Formal Cases

A Formal Case is generally referred to as petition for a Declaration of Nullity. In reality, the petitioner is asking the Church to acknowledge there was no valid consent regarding the marriage in question. The Church holds that a previous union is valid and, because of Divine Law, a person with a valid union cannot enter into a subsequent marriage. Individuals are not free to enter into a new marriage unless it can be shown that the previous union was not valid according to the Church's understanding of the requirements for a valid consent. A person is not free to marry unless and until there has been two Affirmative Decisions. The case is first heard by a First Instance Court, such as Tribunal of Oklahoma City.

Once a person has been divorced, a person can approach the local parish to initiate the process. Anyone may submit a case. Normally this would be a Catholic; or a non-Catholic desiring to marry a Catholic or desiring to become a Catholic. One of the two parties to the previous marriage must submit the petition.

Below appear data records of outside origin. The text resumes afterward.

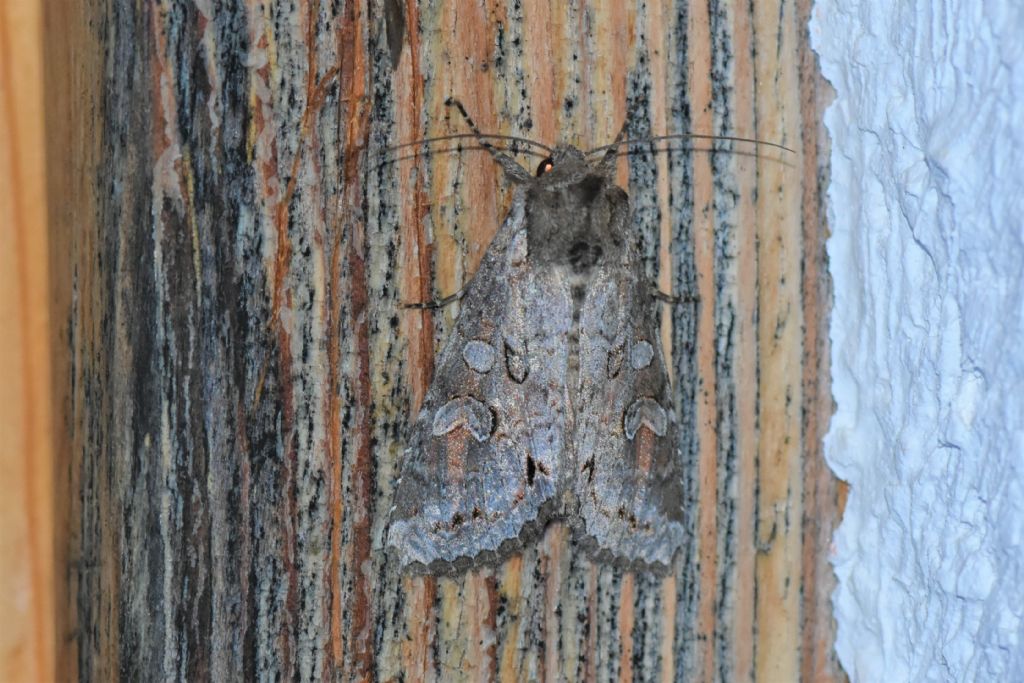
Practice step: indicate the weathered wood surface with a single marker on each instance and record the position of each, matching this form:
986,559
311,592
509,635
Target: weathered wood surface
27,519
241,374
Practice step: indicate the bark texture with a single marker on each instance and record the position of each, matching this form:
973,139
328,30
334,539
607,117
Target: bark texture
241,374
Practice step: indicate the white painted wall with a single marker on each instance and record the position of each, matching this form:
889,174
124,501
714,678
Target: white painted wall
927,258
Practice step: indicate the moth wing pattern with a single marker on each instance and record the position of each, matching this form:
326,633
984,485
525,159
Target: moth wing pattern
481,471
629,471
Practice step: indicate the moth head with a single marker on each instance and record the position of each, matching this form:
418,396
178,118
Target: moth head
564,162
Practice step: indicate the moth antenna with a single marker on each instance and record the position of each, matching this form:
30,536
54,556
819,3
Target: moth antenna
474,147
689,136
456,136
513,170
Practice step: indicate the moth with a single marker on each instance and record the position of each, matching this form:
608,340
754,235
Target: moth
551,398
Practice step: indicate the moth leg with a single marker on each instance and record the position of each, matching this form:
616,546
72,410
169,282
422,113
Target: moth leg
673,299
437,303
514,171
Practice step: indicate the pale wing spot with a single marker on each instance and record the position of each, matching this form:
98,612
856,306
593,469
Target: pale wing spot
645,412
464,412
615,359
641,354
479,355
519,249
516,360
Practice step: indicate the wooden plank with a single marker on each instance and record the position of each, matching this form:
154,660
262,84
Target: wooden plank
28,638
242,373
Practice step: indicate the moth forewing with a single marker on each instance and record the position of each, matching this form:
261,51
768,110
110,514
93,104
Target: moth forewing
551,396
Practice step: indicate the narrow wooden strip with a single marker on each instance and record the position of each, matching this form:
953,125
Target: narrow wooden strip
28,635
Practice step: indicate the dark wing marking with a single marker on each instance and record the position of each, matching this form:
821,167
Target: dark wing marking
629,477
484,458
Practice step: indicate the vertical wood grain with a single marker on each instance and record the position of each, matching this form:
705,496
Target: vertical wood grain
241,371
28,637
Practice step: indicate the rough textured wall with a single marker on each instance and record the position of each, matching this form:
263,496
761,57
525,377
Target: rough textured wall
241,374
928,263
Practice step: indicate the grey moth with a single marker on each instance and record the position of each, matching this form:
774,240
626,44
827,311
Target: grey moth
550,398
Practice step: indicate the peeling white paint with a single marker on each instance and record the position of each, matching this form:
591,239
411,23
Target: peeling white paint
927,258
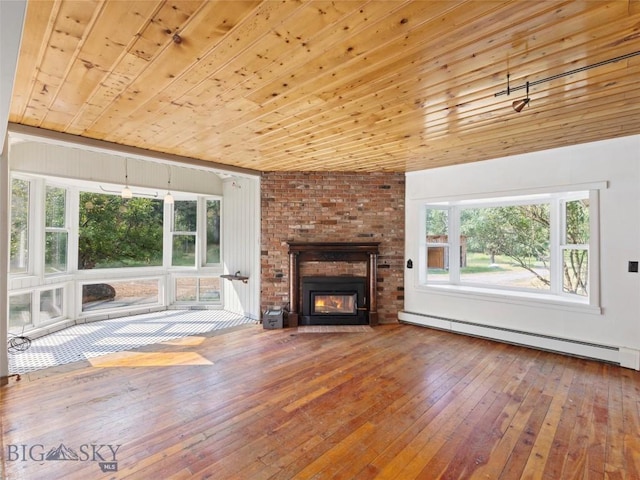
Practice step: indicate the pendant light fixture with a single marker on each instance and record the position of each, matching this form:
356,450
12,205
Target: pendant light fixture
168,198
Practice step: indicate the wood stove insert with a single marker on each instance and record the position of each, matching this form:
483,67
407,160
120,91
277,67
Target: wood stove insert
366,308
334,301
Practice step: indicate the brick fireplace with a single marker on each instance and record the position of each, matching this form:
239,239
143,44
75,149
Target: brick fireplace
337,207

During the initial meeting with the parish minister, the Petitioner will describe the specifics of the marriage so that the minister can make an initial determination of the type of case to present. The petitioner will be asked to present a copy of the final divorce decree, a marriage certificate, and if Catholic, a current baptismal or profession of faith certificate. A basic questionnaire needs to be completed by the Petitioner. The questionnaire requires the correct address of the Respondent. The Respondent has a right to know of the proceedings and the case cannot be initiated without this issue being resolved. Additionally, the questionnaire asks for the names and addresses of several witnesses with knowledge of the parties and the marriage.

Upon completion of the questionnaire, the minister will review the answers and the required documents. If everything is in order, the minister will sign the application and submit the materials to the Tribunal for processing.